UPDATE: 1 p.m.
Team Canada will play for gold at the 2018 Winn Rentals World Mixed Curling Championship.
Mike Anderson’s team, representing The Thornhill Club in Thornhill, Ont., put together a stellar performance en route to a 7-3 victory over Norway’s Ingvild Skaga in the semifinal on Saturday morning.
ORIGINAL: 9 a.m.
Just two wins separate Team Canada from a first-ever gold medal at the Winn Rentals World Mixed Curling Championship.
Mike Anderson’s Canadian team from the Thornhill, Ont., Curling Club needed an extra end to turn back previously undefeated Robin Brydone of Scotland 8-5 in quarter-final play Friday night at the Kelowna Curling Club.

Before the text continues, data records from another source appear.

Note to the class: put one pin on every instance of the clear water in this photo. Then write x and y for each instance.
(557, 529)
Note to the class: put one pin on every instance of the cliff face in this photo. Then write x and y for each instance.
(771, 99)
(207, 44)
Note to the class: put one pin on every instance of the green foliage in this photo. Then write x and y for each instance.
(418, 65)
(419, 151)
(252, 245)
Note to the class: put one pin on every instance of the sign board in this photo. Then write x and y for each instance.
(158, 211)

With the victory, Anderson, vice-skip Danielle Inglis, second Sean Harrison, lead Lauren Harrison and coach Jim Waite advance to Saturday’s 10 a.m. PT semifinals, where they’ll take on Norway’s Ingvild Skaga — the lone team to have beaten Canada this week in Kelowna.

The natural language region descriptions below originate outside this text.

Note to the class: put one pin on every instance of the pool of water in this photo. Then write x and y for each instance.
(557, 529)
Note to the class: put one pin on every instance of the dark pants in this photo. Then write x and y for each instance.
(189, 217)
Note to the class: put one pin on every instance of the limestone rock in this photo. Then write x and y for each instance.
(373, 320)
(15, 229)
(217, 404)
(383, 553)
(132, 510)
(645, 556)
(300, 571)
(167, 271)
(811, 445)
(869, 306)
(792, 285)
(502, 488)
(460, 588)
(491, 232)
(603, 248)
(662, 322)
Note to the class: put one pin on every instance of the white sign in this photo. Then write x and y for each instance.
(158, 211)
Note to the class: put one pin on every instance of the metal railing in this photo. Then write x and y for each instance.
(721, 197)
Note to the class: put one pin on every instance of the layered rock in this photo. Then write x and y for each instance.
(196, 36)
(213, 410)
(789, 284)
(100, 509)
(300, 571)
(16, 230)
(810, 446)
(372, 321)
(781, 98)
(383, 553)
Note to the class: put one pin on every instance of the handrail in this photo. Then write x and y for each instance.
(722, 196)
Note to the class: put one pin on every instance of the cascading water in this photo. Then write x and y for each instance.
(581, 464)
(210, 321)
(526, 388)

READ MORE: Team Canada opens World Mixed Championship with victory
And, suggested Anderson, some of the pressure that accompanies wearing the Maple Leaf at a world championship is now off with a berth in the final four.
“We talked about it before the game — there’s a difference between trying to win Canada and trying to represent Canada,” said Anderson. “This is where we feel Canada probably should be, and where the world probably thinks Canada should be, and it’s a bit of a monkey off our back to get there.”
But that monkey wasn’t shrugged off easily against the young Scottish team coached by Toronto’s Sean Turriff.
The Scots’ nerves showed early as Canada took an early lead by stealing single points in the first three ends, and forcing Scotland to one in the fourth.
“That was the best stretch of four ends that we’ve played all week,” said Anderson. “They (his teammates) gave me a chance; it was one of those things where you just look at the broom and you know you’ve made it the moment you let it go. It’s a really good feeling.”
But Scotland, which won the world title last year in Champéry, Switzerland, by beating Canada (both countries had different lineups last year), hung tough. The Scots forced Canada to one in the fifth and seventh ends, and scored deuces in the sixth and eighth ends to force the extra.
In the ninth, Brydone put his last rock-draw on the button behind a centre guard, but Anderson made a precise angle-raise takeout to remove the Scottish counter and score three for the victory.
“What we’ve seen with the five-rock (free guard zone) rule so far this week, it’s so easy to spin a deuce (when you’re behind),” said Anderson. “You can’t afford to take your foot off the gas pedal, and sometimes that’s what happens.”
Norway advanced to the semifinal with a 6-4 win over Switzerland’s Mario Freiberger.
Norway defeated Canada 5-4 in their round-robin game last Sunday, thanks to a first-end count of three.
“We owe them one,” said Anderson with a smile. “Just come out strong and see what we can do.”
The other semifinal will feature Russia’s Alexander Eremin against Spain’s Sergio Vez. Russia downed Turkey’s Oznur Polat 11-2, while Spain dispatched Germany’s Rainer Schöpp 6-4.
The gold- and bronze-medal games are scheduled for 3 p.m. today.